How do extract text layer and background layer from pdf?

Questions and postings pertaining to the development of ImageMagick, feature enhancements, and ImageMagick internals. ImageMagick source code and algorithms are discussed here. Usage questions which are too arcane for the normal user list should also be posted here.
Post Reply
eg1

How do extract text layer and background layer from pdf?

Post by eg1 »

Hi, for all members.

I have the next question:
How do I extract the text layer and background layer from pdf file?

Example:

http://n-cdn.dashdigital.com/tcprojects ... 041_fg.png
That´s a png 32 file with the text layer of the pdf.

http://n-cdn.dashdigital.com/tcprojects ... 041_bg.jpg
Tht´s the background layer on JPEG of the same pdf.

And together it, can show the pdf image in High quality and larger resolution.
Both images (png text layer and jpg background layer) don´t exceed 350 KB in 1500x2000 pixels (HIGH QUALITY), but if both were PNG 32 or 24 (ONE file), it exceed 3 MB.

The first solution, is very good.

How do fix this?, with convert, gs or other pdf tool.

Thank you, sorry for my bad english.
Cheers,
User avatar
anthony
Posts: 8883
Joined: 2004-05-31T19:27:03-07:00
Authentication code: 8675308
Location: Brisbane, Australia

Re: How do extract text layer and background layer from pdf?

Post by anthony »

Where is the PDF file these two images were ment to be in.


NOTE however that IM itself does nto handle PDF, but has ghostscript program render that PDF as a raster image...

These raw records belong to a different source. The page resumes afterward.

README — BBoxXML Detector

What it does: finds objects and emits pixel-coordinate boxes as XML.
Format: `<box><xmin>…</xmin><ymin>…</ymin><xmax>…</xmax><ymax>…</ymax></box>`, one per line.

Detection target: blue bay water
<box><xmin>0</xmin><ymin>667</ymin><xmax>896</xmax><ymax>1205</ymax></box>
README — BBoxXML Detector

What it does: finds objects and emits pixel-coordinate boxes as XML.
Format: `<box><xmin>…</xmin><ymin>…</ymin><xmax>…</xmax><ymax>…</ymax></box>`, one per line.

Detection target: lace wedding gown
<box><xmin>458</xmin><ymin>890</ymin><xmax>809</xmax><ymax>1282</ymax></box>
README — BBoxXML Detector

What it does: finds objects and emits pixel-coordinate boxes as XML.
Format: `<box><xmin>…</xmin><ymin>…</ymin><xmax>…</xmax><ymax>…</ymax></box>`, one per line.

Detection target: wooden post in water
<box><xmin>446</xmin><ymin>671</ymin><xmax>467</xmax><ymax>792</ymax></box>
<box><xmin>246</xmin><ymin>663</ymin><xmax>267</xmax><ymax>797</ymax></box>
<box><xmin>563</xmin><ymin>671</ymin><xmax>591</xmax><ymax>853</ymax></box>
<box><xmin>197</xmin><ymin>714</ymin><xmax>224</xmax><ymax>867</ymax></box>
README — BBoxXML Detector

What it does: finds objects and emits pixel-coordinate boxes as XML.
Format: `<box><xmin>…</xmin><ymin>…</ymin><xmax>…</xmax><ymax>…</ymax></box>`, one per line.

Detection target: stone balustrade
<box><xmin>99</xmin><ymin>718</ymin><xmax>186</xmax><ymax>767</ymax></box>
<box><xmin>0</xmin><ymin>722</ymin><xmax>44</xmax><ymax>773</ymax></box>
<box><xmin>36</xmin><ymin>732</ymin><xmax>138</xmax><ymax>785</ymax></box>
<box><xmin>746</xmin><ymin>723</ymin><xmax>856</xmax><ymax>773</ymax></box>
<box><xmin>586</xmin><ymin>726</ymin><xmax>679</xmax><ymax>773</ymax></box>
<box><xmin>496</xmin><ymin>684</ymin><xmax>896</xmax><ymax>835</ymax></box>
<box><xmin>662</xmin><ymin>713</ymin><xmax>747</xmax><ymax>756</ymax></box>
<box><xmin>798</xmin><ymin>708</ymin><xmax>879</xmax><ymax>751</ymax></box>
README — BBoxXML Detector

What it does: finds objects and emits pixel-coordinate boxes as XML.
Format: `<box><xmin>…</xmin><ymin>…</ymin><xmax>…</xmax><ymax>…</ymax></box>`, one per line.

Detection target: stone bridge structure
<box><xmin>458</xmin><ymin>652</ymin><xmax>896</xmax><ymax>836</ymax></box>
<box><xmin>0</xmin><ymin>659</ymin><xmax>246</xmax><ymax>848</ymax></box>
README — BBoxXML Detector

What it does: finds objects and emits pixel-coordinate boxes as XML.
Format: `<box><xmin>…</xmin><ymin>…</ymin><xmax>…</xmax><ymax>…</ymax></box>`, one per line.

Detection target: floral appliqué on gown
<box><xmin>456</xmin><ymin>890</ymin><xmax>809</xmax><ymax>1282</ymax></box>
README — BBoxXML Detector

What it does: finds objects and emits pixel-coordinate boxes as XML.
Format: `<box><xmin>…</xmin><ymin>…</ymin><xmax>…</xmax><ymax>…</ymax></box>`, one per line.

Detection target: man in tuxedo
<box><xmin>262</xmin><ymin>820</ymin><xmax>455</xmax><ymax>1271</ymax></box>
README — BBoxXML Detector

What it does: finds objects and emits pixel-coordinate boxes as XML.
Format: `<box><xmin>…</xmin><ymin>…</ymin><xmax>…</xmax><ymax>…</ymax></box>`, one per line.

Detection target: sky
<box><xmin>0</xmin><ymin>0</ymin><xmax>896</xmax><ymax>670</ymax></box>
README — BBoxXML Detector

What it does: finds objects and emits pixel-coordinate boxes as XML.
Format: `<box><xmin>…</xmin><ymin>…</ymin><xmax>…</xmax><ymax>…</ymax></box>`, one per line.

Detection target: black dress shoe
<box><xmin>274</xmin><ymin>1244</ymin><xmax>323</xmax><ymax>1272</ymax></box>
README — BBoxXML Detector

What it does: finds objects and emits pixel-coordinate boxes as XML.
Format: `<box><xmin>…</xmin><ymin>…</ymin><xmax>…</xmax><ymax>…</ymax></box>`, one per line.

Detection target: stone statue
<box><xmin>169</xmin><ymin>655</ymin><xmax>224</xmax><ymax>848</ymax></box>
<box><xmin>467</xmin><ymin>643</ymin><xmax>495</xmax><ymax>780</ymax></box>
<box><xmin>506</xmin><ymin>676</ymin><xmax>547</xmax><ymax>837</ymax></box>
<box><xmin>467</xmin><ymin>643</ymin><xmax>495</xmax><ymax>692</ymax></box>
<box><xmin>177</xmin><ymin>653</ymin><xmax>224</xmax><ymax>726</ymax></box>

See A word about Vector Image formats
http://www.imagemagick.org/Usage/formats/#vector

As such unless the two 'layers' are on separate pages in a PDF, IM will not see those separate images, but only the PDF composite!
Anthony Thyssen -- Webmaster for ImageMagick Example Pages
https://imagemagick.org/Usage/
eg1

Re: How do extract text layer and background layer from pdf?

Post by eg1 »

Thank Mr. Thyssen for your answer.

Please see the followings examples:

some systems oriented to online newspaper system is working under this solution:

TEXT LAYER ON PNG.
http://demo.olivesoftware.com/Olive/ODE ... ageExt=png (238 kb)

PICTURE LAYER ON JPEG:
http://demo.olivesoftware.com/Olive/ODE ... ageExt=jpg (108 kb)

Final size: 346 KB vs 3 MB (ON PNG or JPG at 100%)

Other example:

TEXT LAYER on PNG
http://demo.olivesoftware.com/Olive/ODE ... ageExt=png (110 kb)

PICTURE LAYER on JPG
http://demo.olivesoftware.com/Olive/ODE ... ageExt=jpg (189 Kb)

Final size: 299 Kb (Very amazing... without pixelated imgs, high quality, and small size)


and you can see the final user page in:
http://demo.olivesoftware.com/Olive/ODE/DenverPost/

these images were extracted from a pdf file, used a command line tool for extract it.
also http://www.pressdisplay.com/pressdisplay/es/viewer.aspx (click on a newspaper) has implemented this method, and many others.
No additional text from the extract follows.